On imagine souvent France Travail comme un simple guichet d’indemnisation. Pour qui envisage une reconversion, c’est aussi un acteur du financement, avec plusieurs dispositifs qui ne s’adressent pas aux mêmes profils. Encore faut-il savoir lequel activer, et surtout dans quel ordre.
Pour les demandeurs d’emploi : l’aide individuelle à la formation
Quand une formation visée n’est pas suffisamment couverte par le CPF, ou quand elle n’est tout simplement pas éligible à ce dispositif, l’Aide Individuelle à la Formation peut prendre le relais. Elle est décidée au cas par cas par le conseiller référent, sur la base d’un projet professionnel déjà travaillé : cette aide ne se demande pas en premier réflexe, elle se négocie après avoir démontré que la formation correspond à un métier identifié, idéalement en tension sur le bassin d’emploi concerné.
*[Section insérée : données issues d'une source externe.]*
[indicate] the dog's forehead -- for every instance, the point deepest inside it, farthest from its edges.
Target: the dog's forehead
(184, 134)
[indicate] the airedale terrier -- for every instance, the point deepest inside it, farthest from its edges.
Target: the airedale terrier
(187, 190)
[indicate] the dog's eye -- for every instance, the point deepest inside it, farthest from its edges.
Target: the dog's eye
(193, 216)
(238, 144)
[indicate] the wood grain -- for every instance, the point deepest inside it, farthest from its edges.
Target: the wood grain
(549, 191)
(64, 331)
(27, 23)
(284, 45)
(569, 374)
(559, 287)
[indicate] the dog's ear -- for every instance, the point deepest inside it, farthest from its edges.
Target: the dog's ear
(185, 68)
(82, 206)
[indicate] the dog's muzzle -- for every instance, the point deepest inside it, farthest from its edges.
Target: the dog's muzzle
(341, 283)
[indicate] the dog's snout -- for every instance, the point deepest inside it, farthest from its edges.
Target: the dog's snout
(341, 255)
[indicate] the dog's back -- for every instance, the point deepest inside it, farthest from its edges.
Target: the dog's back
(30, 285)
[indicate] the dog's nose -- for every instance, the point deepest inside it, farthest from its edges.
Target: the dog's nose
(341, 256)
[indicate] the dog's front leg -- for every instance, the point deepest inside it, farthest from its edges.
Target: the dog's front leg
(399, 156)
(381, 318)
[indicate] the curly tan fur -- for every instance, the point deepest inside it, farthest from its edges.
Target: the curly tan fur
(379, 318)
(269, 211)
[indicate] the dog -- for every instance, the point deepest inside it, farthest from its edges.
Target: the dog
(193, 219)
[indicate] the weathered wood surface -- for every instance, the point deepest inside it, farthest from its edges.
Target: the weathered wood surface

La préparation opérationnelle à l’emploi, pour coller à une offre précise
Autre dispositif moins connu : la Préparation Opérationnelle à l’Emploi Individuelle, qui finance une formation courte destinée à combler l’écart entre les compétences d’un candidat et celles exigées par une offre d’emploi précise, déjà identifiée avec un employeur prêt à recruter à l’issue. C’est un outil redoutablement efficace quand la reconversion vise un poste concret plutôt qu’un secteur en général, mais il suppose d’avoir déjà en tête l’employeur, pas seulement le métier.
La démission pour reconversion, la voie la plus exigeante
Depuis la réforme de 2019, un salarié en CDI peut démissionner pour suivre un projet de reconversion et conserver son droit à l’allocation chômage, à condition que ce projet soit jugé réel et sérieux par une commission paritaire interprofessionnelle régionale, puis validé dans les faits par France Travail au moment de l’inscription. Ce n’est pas une formalité : le dossier doit démontrer la cohérence entre le projet, les moyens envisagés pour le financer, et les démarches déjà engagées.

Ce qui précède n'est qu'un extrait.